PostgreSQLのアーキテクチャの基本について紹介します。
👽 PosterSQLの各プロセスの概要
プロセス名 | 説明 |
---|---|
マスタサーバ | 最初に起動される親プロセス。接続に対応するプロセスをforkで起動します |
ライタ | 共有バッファの内容をデータファイルに書き出します |
WALライタ | WAL(Write Ahead Logging)バッファの内容をWALファイルに書き出します |
チェックポンタ | すべてのダーティページをデータファイルに書き出します |
自動バキュームランチャ | 設定にしたがって自動バキュームワーカを起動します |
自動バキュームワーカ | 設定にしたがって自動バキューム、アナライズを行います |
統計情報コレクタ | データベースの活動情報に関する統計情報を収集します |
バックエンドプロセス | クライアントからのリクエストにより起動し、クエリを実行します |
上の説明内の用語の補足説明です。
- バキューム:更新や削除で発生した不要な領域を再利用できるようにする処理
- アナライズ:クエリの効率的な実行のために、各列のデータ分布などの統計情報を収集
- ダーティページ:ファイルシステムに書き戻す必要なるデータを持ったページ
PostgreSQLはクエリ処理、バッファ管理、ストレージへの書き込み制御、統計情報の収集などを複数のプロセスで実行しています。

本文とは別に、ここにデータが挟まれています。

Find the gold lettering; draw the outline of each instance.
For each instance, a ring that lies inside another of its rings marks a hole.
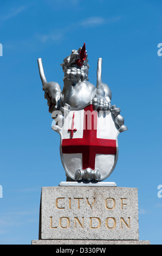
[[[101,227],[101,220],[98,217],[89,217],[90,218],[90,228],[99,228]],[[96,219],[98,221],[99,224],[97,227],[92,227],[92,219]]]
[[[124,223],[124,224],[127,226],[128,228],[130,228],[130,217],[128,217],[128,224],[126,223],[125,220],[123,217],[120,218],[120,221],[121,221],[121,228],[122,228],[122,221]]]
[[[77,217],[74,217],[75,220],[75,228],[76,228],[76,221],[77,221],[81,228],[84,228],[84,217],[82,217],[82,224],[81,224],[80,221],[78,219]]]
[[[82,197],[75,197],[74,199],[77,199],[78,200],[78,207],[77,209],[80,209],[80,199],[83,199]]]
[[[121,210],[123,210],[123,205],[126,205],[127,204],[124,204],[122,202],[123,200],[126,200],[127,198],[120,198],[121,200]]]
[[[95,197],[93,197],[93,204],[90,204],[88,201],[88,198],[86,198],[86,199],[87,199],[87,204],[90,206],[90,208],[92,209],[92,205],[94,205],[94,204],[95,203]]]
[[[56,206],[58,209],[64,209],[64,207],[59,207],[58,206],[58,201],[60,199],[64,199],[64,197],[59,197],[58,198],[56,198]]]
[[[67,224],[66,227],[63,227],[62,225],[62,220],[65,218],[67,221]],[[70,226],[70,219],[68,217],[61,217],[59,220],[59,225],[61,228],[68,228]]]
[[[109,227],[109,225],[108,225],[108,219],[112,219],[112,220],[113,220],[113,221],[114,221],[114,225],[113,227]],[[115,218],[113,217],[108,217],[108,218],[107,218],[106,219],[106,227],[108,228],[109,229],[114,229],[116,227],[116,220],[115,219]]]
[[[113,200],[113,207],[108,207],[107,203],[108,200]],[[106,199],[105,200],[105,207],[106,209],[109,209],[109,210],[113,210],[115,208],[115,200],[114,199],[114,198],[106,198]]]
[[[53,217],[50,217],[50,228],[57,228],[57,227],[53,227]]]

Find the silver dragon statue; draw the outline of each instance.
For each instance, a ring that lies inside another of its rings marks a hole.
[[[118,160],[118,136],[127,130],[120,109],[111,105],[109,88],[102,81],[102,58],[98,59],[96,87],[88,82],[88,62],[85,44],[63,60],[61,91],[57,83],[47,81],[42,59],[38,59],[49,111],[53,119],[61,121],[53,129],[60,135],[61,159],[68,181],[98,182],[109,176]],[[86,118],[88,111],[90,129]],[[103,120],[107,121],[103,130]]]

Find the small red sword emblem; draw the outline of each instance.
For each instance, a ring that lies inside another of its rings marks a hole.
[[[77,130],[74,127],[74,112],[73,112],[73,119],[72,119],[72,127],[70,129],[68,129],[68,132],[70,132],[70,139],[73,137],[74,132],[76,132]]]

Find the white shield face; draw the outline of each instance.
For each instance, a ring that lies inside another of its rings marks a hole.
[[[67,176],[79,180],[77,173],[87,172],[88,181],[96,171],[98,181],[109,176],[118,160],[119,133],[111,112],[94,111],[90,104],[82,110],[69,107],[61,126],[60,154]]]

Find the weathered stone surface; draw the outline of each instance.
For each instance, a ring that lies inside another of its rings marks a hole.
[[[139,240],[33,240],[32,245],[150,245],[150,241]]]
[[[40,239],[139,240],[137,188],[48,187],[41,198]]]

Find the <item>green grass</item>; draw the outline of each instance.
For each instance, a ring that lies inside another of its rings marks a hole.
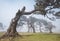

-+= 50525 root /usr/local/opt/postgresql/bin/postgres -D /usr/local/var/postgres # マスタサーバ |
🐯 メモリ管理
PostgreSQLでは次の2つのメモリ領域があります。
- 共有メモリ域:PostgreSQLのサーバプロセス全体で共有します
- プロセスメモリ域:バックエンドプロセスで確保されます
🎉 フォルダ・ファイル構成
PostgreSQLのファイルは、initdb
コマンドでデータベースクラスタと呼ばれるディレクトリを作成します。
データベースクラスタの主要フォルダは次のとおりです。
ディレクトリ名 | 説明 |
---|---|
base |
データベースごとに識別子(oid: ObjectId)のディレクトリが配下に作成されます |
global |
データベースクラスタで共有するディレクトリで、pg_databaseなどが格納されます |
pg_xlog |
WALファイルを格納するディレクトリです |
pg_clog |
トランザクションのコミットを管理するファイルが格納されます |
pg_tblspc |
テーブル空間として作成されたディレクトリへのシンボリックリンクを格納します |
データベースクラスタを構成する主なファイルを紹介します。
ファイル名 | 説明 |
---|---|
テーブルファイル | テーブルデータの実態が格納され、複数の8,192バイトの「ページ」で構成されます |
インデックスファイル | インデックス情報を格納します。8,192バイトの「ページ」で構成されます |
TOASTファイル | 2KBを超える大きなテーブル業を格納するファイルです |
Free Space Mapファイル | 空き容量を追跡するための情報が格納されたファイルです |
WALファイル | 更新操作を記録するファイルでpg_xlog フォルダ配下に格納されます |
🐮 設定ファイルの種類
PostgreSQLには次のような設定ファイルがあります。
ファイル名 | 説明 |
---|---|
postgresql.conf | PostgreSQL全体の動作を制御します |
pg_hba.conf | クライアントからの接続を制御します |
pg_ident.conf | ident認証およびGSSAPI認証で使用されます |
recovery.conf | アーカイブリカバリ用の設定ファイルです |
pg_service.conf | libpqライブラリの接続情報を管理します |
設定項目と設定値はSHOWコマンドか、pg_settings
システムビューで参照できます。